The number of pending sales of existing homes in the US rose in February, giving the real estate market an optimistic outlook for the coming year.
Extended Homebuyer Tax Credit
Much of this recent increase in existing home sales has been attributed to the extended home buyer tax credit, which requires homebuyers to sign a sales contract by April 30th in order to be eligible. Pending sales on existing homes rose 8.2% according to the National Association of Realtors (NAR) Index, which now sits at 97.6, far above where economists thought February home sales numbers would be, with some actually predicting a decline of 0.5%.
There have been all sorts of so called green shoots in housing for months. Prices have steadied. Sales have increased at least slightly. Yet, none of it matters.
All that matters is what will happen over the next four to six months. That's because housing has been carried by two important stimuli and each has gone away or is about to go away. What will be critical is what will happen to the market once both go away.
The biggest stimuli was the Fed's quantitative easing that bought in excess of one trillion dollars of mortgage bonds. That's kept the thirty year mortgage at and below 5%. That ended on the first of April and now we'll see just how high mortgage rates will go without it. The market was barely motoring along while interest rates were at record levels. What will happen when rates go up? What if they only go up 1%. That's about $200 extra dollars a month in mortgage payments on a $200,000 mortgage.
Second, the first time home buyer credit incentive is about to expire at the end of the month. That gave first time homebuyers $8000 which could be applied directly to the down payment. That's no small amount. In fact, that largely drove the health March home sales numbers. So, what will happen to housing once these two go away?

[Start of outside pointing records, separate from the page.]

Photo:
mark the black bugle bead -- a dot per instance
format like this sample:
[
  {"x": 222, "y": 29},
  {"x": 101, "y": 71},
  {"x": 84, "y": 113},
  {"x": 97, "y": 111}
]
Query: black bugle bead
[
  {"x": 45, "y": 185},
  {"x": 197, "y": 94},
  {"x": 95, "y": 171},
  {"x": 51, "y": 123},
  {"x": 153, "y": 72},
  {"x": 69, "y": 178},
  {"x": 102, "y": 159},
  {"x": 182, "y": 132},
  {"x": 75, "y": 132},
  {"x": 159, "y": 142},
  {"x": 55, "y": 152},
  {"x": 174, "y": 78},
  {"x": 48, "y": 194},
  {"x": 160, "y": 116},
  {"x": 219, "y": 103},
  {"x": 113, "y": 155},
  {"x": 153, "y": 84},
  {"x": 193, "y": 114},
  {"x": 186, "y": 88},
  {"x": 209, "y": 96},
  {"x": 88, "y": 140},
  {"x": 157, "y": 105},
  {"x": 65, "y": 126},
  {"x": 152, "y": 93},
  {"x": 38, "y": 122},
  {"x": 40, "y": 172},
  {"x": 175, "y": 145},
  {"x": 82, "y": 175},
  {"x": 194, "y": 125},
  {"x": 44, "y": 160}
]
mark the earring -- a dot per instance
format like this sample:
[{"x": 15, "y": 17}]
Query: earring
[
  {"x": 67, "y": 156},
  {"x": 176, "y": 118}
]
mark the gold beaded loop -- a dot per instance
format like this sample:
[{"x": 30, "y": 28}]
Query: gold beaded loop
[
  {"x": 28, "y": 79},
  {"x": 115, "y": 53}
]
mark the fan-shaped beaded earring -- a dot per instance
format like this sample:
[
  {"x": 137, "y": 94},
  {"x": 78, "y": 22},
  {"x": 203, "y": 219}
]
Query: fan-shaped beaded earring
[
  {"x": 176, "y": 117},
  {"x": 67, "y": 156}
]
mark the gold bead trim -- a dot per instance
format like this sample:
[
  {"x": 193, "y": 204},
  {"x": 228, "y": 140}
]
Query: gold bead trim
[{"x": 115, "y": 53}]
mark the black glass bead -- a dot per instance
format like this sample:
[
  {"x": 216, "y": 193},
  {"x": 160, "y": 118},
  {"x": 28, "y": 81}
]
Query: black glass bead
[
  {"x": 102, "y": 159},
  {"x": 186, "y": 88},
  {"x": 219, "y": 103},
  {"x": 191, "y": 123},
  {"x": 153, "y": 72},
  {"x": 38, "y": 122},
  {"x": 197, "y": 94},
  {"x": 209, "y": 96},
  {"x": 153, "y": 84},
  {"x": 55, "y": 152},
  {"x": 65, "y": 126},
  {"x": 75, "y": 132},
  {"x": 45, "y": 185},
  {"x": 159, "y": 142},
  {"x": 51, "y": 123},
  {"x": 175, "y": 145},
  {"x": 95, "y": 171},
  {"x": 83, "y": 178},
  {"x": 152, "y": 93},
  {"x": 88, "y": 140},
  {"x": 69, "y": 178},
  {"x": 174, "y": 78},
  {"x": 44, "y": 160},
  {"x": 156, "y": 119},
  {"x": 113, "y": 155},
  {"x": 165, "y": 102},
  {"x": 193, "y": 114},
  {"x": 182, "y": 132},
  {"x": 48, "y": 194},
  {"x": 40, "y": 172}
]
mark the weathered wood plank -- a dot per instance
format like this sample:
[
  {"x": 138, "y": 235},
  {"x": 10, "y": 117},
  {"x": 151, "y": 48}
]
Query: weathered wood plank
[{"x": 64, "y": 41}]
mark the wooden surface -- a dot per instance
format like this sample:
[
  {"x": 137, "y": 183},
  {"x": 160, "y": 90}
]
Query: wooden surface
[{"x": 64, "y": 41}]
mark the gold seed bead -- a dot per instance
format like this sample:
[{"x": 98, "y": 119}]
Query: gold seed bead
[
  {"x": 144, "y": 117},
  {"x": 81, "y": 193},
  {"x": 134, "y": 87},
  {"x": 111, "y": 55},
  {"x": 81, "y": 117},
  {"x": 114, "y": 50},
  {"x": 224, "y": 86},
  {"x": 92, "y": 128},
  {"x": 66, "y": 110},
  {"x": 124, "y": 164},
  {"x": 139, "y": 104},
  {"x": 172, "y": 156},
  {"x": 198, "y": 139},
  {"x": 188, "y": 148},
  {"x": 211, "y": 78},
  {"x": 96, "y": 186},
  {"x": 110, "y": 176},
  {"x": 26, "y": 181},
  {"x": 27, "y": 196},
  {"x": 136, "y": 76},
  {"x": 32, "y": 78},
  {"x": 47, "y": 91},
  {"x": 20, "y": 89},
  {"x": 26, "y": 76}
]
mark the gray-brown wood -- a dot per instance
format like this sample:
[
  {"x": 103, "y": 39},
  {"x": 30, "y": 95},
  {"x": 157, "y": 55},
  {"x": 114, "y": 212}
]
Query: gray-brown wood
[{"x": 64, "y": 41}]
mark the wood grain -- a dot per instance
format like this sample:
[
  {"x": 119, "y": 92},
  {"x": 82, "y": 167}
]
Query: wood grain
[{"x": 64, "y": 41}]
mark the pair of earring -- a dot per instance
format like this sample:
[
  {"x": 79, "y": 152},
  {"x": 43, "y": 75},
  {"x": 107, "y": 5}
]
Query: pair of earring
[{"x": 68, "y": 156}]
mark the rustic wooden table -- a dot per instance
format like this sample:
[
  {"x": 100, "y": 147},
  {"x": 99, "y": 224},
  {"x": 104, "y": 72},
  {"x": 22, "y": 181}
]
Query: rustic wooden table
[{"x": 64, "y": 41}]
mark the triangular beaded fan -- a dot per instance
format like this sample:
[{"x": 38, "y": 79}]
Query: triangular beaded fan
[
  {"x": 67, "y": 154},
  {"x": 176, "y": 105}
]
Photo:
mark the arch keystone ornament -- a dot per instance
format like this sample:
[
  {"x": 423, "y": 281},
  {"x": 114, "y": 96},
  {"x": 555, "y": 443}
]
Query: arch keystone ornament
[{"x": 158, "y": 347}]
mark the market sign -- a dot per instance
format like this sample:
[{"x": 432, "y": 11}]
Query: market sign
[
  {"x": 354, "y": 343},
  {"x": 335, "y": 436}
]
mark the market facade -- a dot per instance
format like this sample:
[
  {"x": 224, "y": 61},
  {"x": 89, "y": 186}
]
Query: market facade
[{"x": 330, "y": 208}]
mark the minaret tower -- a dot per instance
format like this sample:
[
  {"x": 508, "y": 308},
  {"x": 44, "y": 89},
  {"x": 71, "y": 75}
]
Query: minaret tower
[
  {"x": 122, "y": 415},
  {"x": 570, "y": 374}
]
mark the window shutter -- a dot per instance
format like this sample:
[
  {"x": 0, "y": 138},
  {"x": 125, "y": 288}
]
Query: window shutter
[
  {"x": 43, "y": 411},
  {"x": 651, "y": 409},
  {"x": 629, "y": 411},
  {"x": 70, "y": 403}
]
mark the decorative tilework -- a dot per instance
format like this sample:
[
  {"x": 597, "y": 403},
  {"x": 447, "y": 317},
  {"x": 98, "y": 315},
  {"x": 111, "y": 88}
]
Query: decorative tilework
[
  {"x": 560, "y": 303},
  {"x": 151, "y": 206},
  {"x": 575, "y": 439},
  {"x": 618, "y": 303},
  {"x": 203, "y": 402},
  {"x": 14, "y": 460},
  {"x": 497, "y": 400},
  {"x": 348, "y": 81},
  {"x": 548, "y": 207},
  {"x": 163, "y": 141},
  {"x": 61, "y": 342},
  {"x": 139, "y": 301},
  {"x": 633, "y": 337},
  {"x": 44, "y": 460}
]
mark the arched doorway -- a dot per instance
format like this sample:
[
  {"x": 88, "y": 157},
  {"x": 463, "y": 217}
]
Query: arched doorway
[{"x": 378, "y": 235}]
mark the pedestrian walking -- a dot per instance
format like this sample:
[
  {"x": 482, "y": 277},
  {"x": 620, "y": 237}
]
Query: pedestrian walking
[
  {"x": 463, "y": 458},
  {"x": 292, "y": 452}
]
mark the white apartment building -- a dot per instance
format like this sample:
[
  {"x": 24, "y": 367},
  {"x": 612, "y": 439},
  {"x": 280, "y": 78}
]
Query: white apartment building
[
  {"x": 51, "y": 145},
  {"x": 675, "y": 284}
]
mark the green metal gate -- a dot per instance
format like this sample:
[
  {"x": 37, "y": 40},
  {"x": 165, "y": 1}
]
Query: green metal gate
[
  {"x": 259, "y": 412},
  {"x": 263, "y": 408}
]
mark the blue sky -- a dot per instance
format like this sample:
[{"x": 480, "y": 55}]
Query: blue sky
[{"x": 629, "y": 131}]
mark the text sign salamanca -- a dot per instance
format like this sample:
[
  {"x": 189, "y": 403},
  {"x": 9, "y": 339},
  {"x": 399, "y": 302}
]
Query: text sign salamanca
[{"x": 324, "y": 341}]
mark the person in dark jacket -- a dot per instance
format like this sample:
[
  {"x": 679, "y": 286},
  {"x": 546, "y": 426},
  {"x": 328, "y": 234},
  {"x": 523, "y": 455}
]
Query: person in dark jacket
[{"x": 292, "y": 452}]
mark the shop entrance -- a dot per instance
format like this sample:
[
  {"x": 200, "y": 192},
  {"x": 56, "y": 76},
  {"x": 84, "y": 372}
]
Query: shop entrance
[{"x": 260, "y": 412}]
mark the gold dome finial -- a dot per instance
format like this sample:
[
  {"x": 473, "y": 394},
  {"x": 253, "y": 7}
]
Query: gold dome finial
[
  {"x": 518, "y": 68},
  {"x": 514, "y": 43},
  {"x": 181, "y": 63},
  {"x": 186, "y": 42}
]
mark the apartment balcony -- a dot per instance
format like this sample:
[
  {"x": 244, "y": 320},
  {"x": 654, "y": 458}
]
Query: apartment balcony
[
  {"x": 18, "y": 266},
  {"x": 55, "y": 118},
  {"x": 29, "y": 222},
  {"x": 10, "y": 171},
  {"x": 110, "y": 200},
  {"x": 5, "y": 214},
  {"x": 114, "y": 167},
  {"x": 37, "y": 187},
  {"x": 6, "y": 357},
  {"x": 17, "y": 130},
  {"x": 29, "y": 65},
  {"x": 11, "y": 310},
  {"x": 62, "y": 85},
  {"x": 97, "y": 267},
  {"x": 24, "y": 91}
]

In fact, it's scary to think just how weak the housing market has been considering the enormous stimulus that's been driven into the market. In fact, we've had near record low mortgage rates for more than a year and still the housing market has done little to recover. For almost nine months, first time home buyers were given an enormous credit and still the housing market was still not moving. So, we'll see where housing will go now that both will go away.
2 comments:
Mike,
I think virtually everyone is expecting mortgage rates to go up by at least 100pts or 1%, because of the Feds exit. So housing will be without the Feds help, and facing rising rates! Not to mention virtually everyone has acknowledged we'll be faced with high unemployment numbers for years. The modification programs don't seem to really work and encourage deliquency before one can apply (talk about a double edged sword). I think it'll be a very rough road.
The modification programs are not working and the Banks seem to be sitting on their foreclosures for the moment. Another question will be, what happens when more forclosed on properties enter the market?
Prices will drop and it will be increasingly difficult to get an accurate appraisal that the banks will accept. That will slow down the mortgage market.
Property tax revenue is going to go through the floor. Putting pressure on the States and Counties nationwide.